13. A method of treating one or more of pain, epilepsy, convulsions, attention deficit hypersensitivity disorder (ADHD) and general anxiety related disorders, the method comrpising administering to a mammal in need thereof a therapeutically effective quantity of Form I of pregabalin having an X-Ray Powder Diffraction (XRPD) pattern comprising characteristic 2θ values at 9.5, 16.62, 18.18, 18.32, 19.06, 19.74, 22.14 and 35.62.

14. The method of claim 13, wherein the Form I of pregabalin further comprises characteristic 2θ values at 8.58, 10.02, 10.62, 10.96, 11.52, 12.26, 14.44, 17.20, 17.74, 20.14, 22.68, 23.18, 23.46, 23.88, 24.64, 26.16, 26.46, 26.90, 27.60, 27.92, 28.22, 28.58, 28.76, 29.18, 29.86, 30.24, 30.96, 31.38, 31.90, 32.88, 33.14, 33.94, 34.64, 36.42, 36.84, 36.94, 37.12, 37.40, 38.48, 38.66 and 39.54.
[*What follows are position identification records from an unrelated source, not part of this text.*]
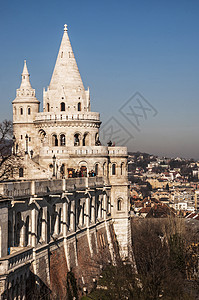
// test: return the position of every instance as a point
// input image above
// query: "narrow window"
(122, 165)
(76, 140)
(96, 169)
(20, 172)
(113, 169)
(62, 106)
(54, 140)
(119, 205)
(62, 140)
(79, 106)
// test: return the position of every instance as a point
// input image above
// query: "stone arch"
(18, 226)
(104, 169)
(63, 170)
(60, 221)
(114, 169)
(62, 106)
(79, 106)
(97, 168)
(62, 139)
(83, 166)
(77, 139)
(39, 225)
(119, 204)
(27, 231)
(54, 140)
(122, 168)
(85, 140)
(48, 227)
(21, 172)
(10, 232)
(53, 219)
(83, 214)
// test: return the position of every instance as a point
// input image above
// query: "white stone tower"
(25, 109)
(64, 138)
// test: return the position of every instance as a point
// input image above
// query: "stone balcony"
(26, 189)
(63, 116)
(84, 151)
(18, 259)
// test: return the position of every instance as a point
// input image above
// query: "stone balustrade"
(83, 116)
(86, 150)
(16, 260)
(40, 187)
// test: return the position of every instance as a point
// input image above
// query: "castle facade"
(68, 187)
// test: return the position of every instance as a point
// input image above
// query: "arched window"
(27, 232)
(79, 108)
(113, 169)
(76, 139)
(39, 225)
(85, 141)
(96, 169)
(119, 204)
(20, 172)
(62, 106)
(62, 140)
(54, 140)
(104, 169)
(62, 170)
(122, 168)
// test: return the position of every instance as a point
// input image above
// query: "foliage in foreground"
(162, 255)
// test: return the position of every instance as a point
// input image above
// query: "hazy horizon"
(123, 49)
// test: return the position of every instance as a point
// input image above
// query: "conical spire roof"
(25, 81)
(25, 93)
(66, 74)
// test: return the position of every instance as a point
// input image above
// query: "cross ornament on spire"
(65, 27)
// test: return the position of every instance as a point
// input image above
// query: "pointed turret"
(66, 73)
(66, 85)
(25, 93)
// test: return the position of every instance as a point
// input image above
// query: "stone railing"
(41, 187)
(85, 150)
(62, 116)
(16, 260)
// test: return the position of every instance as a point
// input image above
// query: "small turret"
(25, 108)
(25, 105)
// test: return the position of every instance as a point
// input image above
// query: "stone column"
(22, 235)
(33, 229)
(93, 207)
(87, 212)
(65, 219)
(105, 206)
(44, 225)
(80, 216)
(29, 232)
(72, 216)
(56, 230)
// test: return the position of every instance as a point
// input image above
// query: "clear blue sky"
(121, 47)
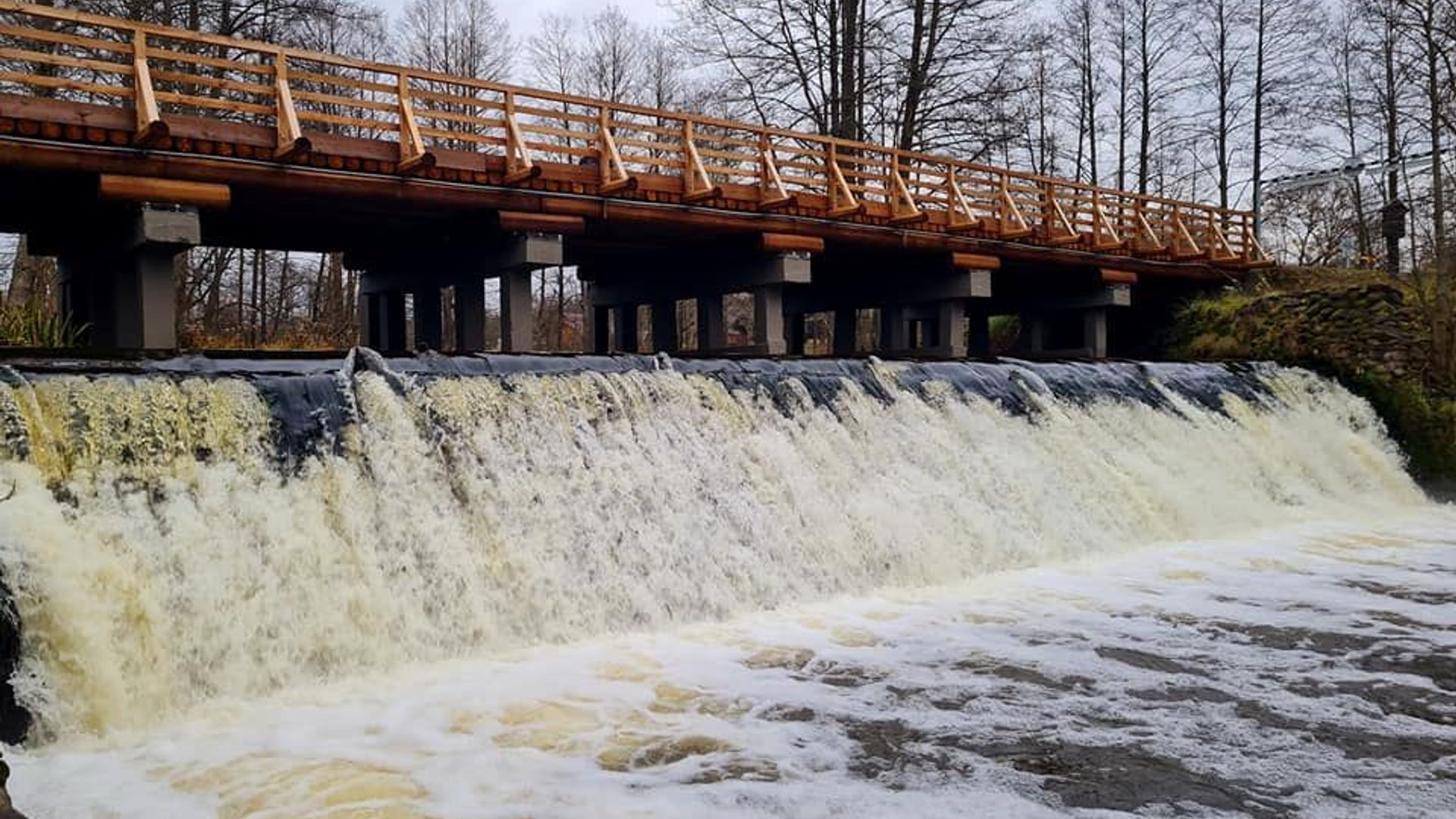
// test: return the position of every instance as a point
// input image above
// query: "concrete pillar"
(598, 327)
(146, 299)
(428, 324)
(664, 327)
(1034, 327)
(894, 330)
(711, 331)
(949, 330)
(979, 335)
(846, 331)
(625, 327)
(469, 315)
(517, 319)
(767, 321)
(85, 292)
(124, 286)
(1094, 333)
(384, 321)
(797, 333)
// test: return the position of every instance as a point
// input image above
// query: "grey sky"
(525, 14)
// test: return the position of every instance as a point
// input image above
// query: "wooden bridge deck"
(99, 95)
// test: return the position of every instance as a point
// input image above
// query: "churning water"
(485, 586)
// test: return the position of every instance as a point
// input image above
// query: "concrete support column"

15. Anhydrous pregabalin having moisture content less than 0.3% w/w.

16. (S)-(+)-pregabalin or salt thereof having 0.03% or less of (R)-(−)-pregabalin or salt thereof.

17. A pharmaceutical composition comprising (S)-(+)-pregabalin or salt thereof having 0.03% or less of unwanted (R)-(−)-pregabalin and one or more pharmaceutically acceptable excipients.

18. A method of treating one or more of pain, epilepsy, convulsions, attention deficit hypersensitivity disorder (ADHD) and general anxiety related disorders, the method comprising administering to a mammal in need thereof a therapeutically effective quantity of (S)-(+)-pregabalin or salt thereof having 0.03% or less of unwanted (R)-(−)-pregabalin.